Collector-stealer downloading via fake miner web portal

KMSAuto is not the only method through which Collector-stealer is distributed. Phishing web portals mimicking content from legitimate software provider sites are also used to spread the malware. During our research, we discovered that the attacker hosted a phishing web portal that replicated the content from a cryptocurrency software provider portal. The phishing web portal hosted Collector-stealer packages, and when the user visited the web portal, Collector-stealer was downloaded on the fly. The phishing web portal tricked users into believing that they had downloaded legitimate miner software, which was not the case.

Figure 2 shows a comparison between the phishing portal and the legitimate portal.

Fig2-collector-stealer.jpg

Figure 2: Phishing web portal on the left vs legitimate web portal on the right.

The phishing web portal was ethhomework[.]online and the legitimate web portal was hostero[.]eu. The attacker mirrored the content from the hostero[.]eu site and also added socially engineered messages such as offering bitcoin after downloading, which is nothing but bait for users.

Now we have an understanding of the distribution mechanisms deployed by the attackers to spread Collector-stealer. Next, we present a technical analysis.

 

Technical analysis

 

Malware history and objective

Public reports have already been published about this malware. The malware has been active since mid-2020 and is still active in the wild and actively compromising victim machines. Collector-stealer, a stealth stealer written in C++, infects the victim machine to steal valuable information such as stored passwords, cookies, web data and more, from the infected machine. Collector-stealer, as its name suggests, is collectively used by many bad guys to exfiltrate data from across the world.

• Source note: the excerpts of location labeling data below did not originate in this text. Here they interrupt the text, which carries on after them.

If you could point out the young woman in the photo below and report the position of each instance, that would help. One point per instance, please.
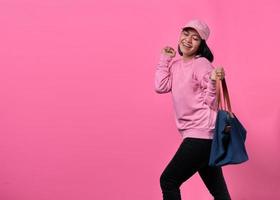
(191, 80)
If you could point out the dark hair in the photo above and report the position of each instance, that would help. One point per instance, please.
(203, 51)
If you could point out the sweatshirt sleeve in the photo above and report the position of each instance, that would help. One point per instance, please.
(207, 85)
(163, 75)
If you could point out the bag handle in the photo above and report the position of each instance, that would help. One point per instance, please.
(222, 96)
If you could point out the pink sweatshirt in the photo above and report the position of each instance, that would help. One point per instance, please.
(193, 94)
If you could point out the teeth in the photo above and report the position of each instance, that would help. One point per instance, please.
(186, 45)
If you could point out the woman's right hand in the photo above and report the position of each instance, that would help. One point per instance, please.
(169, 51)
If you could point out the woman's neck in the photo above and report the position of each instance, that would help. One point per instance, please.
(187, 58)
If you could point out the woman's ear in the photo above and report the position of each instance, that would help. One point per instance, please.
(179, 50)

Let’s start an in-depth analysis of the main program and have a look at the functionalities this malware is equipped with.

 

Portable executable file structure

In this section we will present a basic structure of the Collector-stealer malware using static analysis. Figure 3 shows the portable executable (PE) file structure. Overall, PE file structure analysis helps us to understand the design of an executable. PE format is composed of Common Object File Format (COFF), object code, dynamic link libraries (DLLs), font files, and core dumps in 32-bit and 64-bit versions of Windows operating systems. The PE format is a data structure that provides the information to the Windows loaders required to load the executable code in the memory. This includes dynamic library references for linking, API export and import tables, resource management data, and other structures.

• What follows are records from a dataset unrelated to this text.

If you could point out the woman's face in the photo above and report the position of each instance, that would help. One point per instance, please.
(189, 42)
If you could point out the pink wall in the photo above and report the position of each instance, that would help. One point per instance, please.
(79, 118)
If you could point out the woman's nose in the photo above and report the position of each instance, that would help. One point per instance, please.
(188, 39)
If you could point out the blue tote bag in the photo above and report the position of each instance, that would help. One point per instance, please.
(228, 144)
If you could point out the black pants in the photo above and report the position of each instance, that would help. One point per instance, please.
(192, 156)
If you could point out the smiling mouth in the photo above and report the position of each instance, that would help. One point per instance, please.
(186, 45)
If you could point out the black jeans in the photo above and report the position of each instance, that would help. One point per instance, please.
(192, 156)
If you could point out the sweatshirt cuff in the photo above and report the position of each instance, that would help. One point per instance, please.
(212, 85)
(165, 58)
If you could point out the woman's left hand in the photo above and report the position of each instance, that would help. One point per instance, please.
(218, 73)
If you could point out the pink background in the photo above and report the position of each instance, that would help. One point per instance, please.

Fig3-collector-stealer.png Figure 3: PE structure of the Collector-stealer malicious code.

Now we have provided a basic overview of Collector-stealer, including the basic details of the PE structure. Let’s analyse the binary for more insights.

 

Import address table and critical functions

It is important to analyse the PE import address table (IAT) to understand the API functions being imported from the system DLLs and used during the execution of the binary. When a PE file is loaded into the system, the Windows loader is required to read the PE structure and load the image directly into the memory. During this process, the loader is also responsible for loading all the DLLs that the executable is going to use into the associated process address space. The mapping of DLLs and related API functions is managed through the import address table, which contains the function pointers that the Windows loader copies while DLLs are loaded. In simple terms, the IAT defines which API functions the executable is going to consume and performs related operations. We extracted the IAT table of the Collector-stealer malware and the most critical API functions are discussed in Table 1 to help to understand how Collector-stealer works in the system.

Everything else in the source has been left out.